MANILA, Philippines – Cyber threats in 2025 didn’t see new forms. Attackers still relied on traditional vectors such as phishing, ransomware, credential theft, and social engineering. What changed was the volume and scale of these attacks, resulting in what has become an “industrialization of cybercrime” powered by artificial intelligence. 

Multiple year-end reports from cybersecurity and IT firms — Viettel, Kaspersky, Cloudflare, Trend Micro, Palo Alto, and Fortinet — point to this increase in speed, scale and volume. 

Jonas Walker, head of threat intelligence for Fortinet told Rappler, “It sounds boring, but what works today will also continue to work next year… but attackers will be able to do it faster.” 

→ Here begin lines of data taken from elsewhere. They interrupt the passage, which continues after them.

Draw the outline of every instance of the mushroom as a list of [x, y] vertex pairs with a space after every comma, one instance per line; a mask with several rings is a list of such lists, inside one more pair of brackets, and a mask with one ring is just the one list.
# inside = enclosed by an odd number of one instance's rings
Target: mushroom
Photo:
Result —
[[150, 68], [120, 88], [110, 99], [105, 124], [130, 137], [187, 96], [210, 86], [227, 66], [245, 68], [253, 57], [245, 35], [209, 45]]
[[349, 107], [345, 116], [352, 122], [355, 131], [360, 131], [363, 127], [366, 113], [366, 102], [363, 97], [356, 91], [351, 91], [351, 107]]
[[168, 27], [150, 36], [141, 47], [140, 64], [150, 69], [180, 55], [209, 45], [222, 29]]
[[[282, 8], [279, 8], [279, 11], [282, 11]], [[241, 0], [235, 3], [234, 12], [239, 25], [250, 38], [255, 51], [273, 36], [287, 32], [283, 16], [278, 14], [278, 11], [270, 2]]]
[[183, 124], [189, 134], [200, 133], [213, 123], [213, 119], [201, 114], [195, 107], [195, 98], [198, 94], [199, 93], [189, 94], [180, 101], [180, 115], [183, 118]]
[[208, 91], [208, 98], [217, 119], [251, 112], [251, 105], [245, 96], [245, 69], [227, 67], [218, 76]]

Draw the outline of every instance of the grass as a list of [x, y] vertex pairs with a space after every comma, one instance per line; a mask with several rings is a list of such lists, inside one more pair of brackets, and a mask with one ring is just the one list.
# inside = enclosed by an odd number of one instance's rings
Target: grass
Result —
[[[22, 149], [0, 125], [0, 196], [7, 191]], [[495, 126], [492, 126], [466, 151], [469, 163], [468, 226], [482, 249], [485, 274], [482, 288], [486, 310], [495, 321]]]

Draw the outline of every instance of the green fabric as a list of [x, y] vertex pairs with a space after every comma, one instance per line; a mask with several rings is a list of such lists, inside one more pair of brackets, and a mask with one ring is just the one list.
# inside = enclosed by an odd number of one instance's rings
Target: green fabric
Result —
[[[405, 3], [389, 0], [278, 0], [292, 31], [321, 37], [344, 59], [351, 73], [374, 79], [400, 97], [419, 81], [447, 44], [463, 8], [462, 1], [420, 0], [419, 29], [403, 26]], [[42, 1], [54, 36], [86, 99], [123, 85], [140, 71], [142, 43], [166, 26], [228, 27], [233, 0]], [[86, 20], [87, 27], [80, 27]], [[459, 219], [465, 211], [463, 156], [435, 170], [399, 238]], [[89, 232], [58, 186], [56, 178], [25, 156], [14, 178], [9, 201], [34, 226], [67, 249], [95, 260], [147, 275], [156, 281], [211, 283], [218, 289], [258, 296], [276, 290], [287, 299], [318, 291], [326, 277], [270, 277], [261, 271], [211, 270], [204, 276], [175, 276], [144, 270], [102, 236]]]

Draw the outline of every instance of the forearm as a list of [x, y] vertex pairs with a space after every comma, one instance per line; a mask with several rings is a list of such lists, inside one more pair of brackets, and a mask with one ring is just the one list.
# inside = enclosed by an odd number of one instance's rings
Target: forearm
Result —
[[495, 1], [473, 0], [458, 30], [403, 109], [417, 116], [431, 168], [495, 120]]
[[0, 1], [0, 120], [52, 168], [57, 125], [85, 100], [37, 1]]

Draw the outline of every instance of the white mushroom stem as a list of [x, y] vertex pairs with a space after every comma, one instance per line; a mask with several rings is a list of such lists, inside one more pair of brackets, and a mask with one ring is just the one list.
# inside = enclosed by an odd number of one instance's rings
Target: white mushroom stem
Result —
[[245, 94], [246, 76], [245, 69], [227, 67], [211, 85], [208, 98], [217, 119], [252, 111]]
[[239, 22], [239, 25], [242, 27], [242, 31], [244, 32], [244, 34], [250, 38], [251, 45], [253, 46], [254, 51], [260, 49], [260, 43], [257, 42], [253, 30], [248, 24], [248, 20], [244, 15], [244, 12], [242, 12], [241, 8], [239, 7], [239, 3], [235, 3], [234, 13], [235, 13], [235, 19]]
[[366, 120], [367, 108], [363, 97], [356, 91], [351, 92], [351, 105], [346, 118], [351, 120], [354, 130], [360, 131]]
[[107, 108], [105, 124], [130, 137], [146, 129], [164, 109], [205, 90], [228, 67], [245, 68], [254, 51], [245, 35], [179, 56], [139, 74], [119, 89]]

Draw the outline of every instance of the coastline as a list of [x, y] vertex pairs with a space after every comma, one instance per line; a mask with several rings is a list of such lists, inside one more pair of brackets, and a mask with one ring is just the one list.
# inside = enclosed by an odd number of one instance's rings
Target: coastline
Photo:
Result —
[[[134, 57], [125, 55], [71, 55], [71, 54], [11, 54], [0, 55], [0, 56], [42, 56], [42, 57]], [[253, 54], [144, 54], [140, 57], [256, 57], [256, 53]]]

Vietnam’s Viettel Cybersecurity saw a 49% surge in data breaches in Q3 2025 compared to Q2, exposing over 52 million credentials from Philippine users and organizations in just three months. The firm described how the country’s rapid digital transformation “continues to outpace its defenses,” and how leaked data is being turned into fake job listings, e-commerce scams, and fraudulent loan applications. They noted that sectors with sensitive records — including healthcare — are now prime targets for ransomware that can disrupt operations and compromise patient information.

Russian firm Kaspersky’s data showed the same upward movement: its systems discovered an average of 500,000 malicious files per day in 2025, with certain categories growing sharply — a 59% surge in password stealer detections, 51% growth in spyware, and a 6% growth in backdoors compared to 2024.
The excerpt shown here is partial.